Llevamos un tiempo a vueltas con
la prisión permanente revisable, con su constitucionalidad, con su pertinencia,
con su aplicación, con su encaje en los derechos humanos, con su conveniencia
en definitiva. Es, seguramente, la mayor de las penas que se puede imponer. Que
se puede imponer legalmente, porque sin duda la mayor pena es la muerte. Y no,
que esos que ya se han llevado las manos a la cabeza las bajen, no estoy
reclamando, jamás lo haría, la pena de muerte, pero tampoco puedo olvidar que
hay individuos que se arrogan esa potestad sin que nadie se la haya otorgado.

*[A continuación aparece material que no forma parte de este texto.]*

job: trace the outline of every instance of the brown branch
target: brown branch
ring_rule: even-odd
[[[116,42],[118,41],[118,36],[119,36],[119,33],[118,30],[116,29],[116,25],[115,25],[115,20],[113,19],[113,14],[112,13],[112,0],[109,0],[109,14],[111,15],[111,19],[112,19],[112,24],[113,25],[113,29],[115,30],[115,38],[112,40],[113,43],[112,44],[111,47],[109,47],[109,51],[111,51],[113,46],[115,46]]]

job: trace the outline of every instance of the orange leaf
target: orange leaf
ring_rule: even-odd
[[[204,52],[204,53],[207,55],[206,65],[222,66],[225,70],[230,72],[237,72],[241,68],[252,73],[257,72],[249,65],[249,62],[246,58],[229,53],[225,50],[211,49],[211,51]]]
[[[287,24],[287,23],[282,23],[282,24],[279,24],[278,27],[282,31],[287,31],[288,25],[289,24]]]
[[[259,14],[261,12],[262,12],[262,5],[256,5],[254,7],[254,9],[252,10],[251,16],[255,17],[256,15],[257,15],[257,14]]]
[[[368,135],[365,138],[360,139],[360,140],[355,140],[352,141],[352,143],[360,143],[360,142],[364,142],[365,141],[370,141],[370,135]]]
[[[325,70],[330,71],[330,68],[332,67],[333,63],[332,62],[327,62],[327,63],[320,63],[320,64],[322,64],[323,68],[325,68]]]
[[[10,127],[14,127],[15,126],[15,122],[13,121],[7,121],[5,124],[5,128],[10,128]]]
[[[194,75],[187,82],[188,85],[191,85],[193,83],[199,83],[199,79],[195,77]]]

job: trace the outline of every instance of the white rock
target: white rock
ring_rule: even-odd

No hay nada más definitivo que la
muerte, incluso para los que crean en otras vidas, y es por ello que aquellos
que matan por perversión, por inclinación, por casualidad, por vocación o por
cualquier otro móvil que se nos pueda ocurrir, han infligido a otro la pena
máxima e irreversible. La capacidad punitiva de la ley tiene dos finalidades
que han de balancearse a la hora de aplicarse, la prevención de la repetición
del delito y la re educación del delincuente como método para evitar esa
repetición.
Pero esa re educación debe llevar
aparejadas la capacidad de arrepentimiento, la asunción de la culpa y la
inequívoca voluntad de no repetirla. Si en un individuo no se dan estas
premisas, si un individuo se muestra impermeable al horror perpetrado, si
muestra una, aunque sea leve, tendencia a la repetición de su crimen, ningún
tiempo que transcurra privado de libertad garantizará que no vuelva a cometer
la misma acción una vez devuelto a la sociedad, que no estará preparada, ni
tendrá defensa contra su decisión. El tiempo es un castigo, no un bálsamo ni
una solución a un problema.
La muerte, por única e
irreversible, es excepcional, y yo estoy convencido que aquellos que matan
deben de estar sujetos a una pena excepcional. Excepcional en su dureza y
excepcional en la justeza y magnanimidad con la que debe de ser tratado su
término “revisable”, que siempre deberá imponerse al de “permanente”. Matar por accidente lleva implícita la culpa
de lo acaecido y su pena está implícita en su recuerdo, pero aquellos que matan
por inclinación, por deformación o por voluntad deben de ser apartados de la
sociedad hasta que demuestren una capacidad de superar los motivos que los
llevaron a privar definitivamente de la libertad de vivir a otros.
No a la venganza, sí a la
justicia y sí, sobre todo, a la defensa de las posibles víctimas. Ningún
discurso ético, ninguna posición moral o discurso político puede devolver la
vida a quién se haya visto privado de ella, y la ley debe de proteger primero a
la víctima potencial, y después, solo después, al verdugo si tiene recuperación
social posible. No es justo, como de hecho ha sucedido, mirar para otro lado
decidiendo la falta de idoneidad preventiva de una solución penal no aplicada a
un verdugo como pirueta ética para justificar una posición respecto a esa
solución penal. No es justo, no es ético, es innecesariamente cruel con el
entorno afectivo de la víctima y por tanto reprobable para los que lo han usado
tan inconvenientemente y con bastante falta de respeto. En un sentido y en
otro.
Yo no soy Laura, ni soy Sandra,
ni soy tantas víctimas de asesinos que en nuestra sociedad se producen. Pero
tampoco soy un vengador, un iluminado, ni ninguna suerte de justiciero. Solo
pretendo ser alguien que reflexiona y que tras hacerlo opina, con todos los
peros y todos los pros sobre la mesa, sobre algo que la sociedad demanda, o
condena.
En este caso sobre la pena de
prisión revisable permanente. En este caso, y mientras haya asesinos no re insertables,
por los motivos que sean y que no importan tanto como la vida de la posibles
víctimas, sin frentismos ideológicos ni revanchismos emociónales a favor de su
aplicación excepcional y magnánima cuando así la evolución del reo lo aconseje.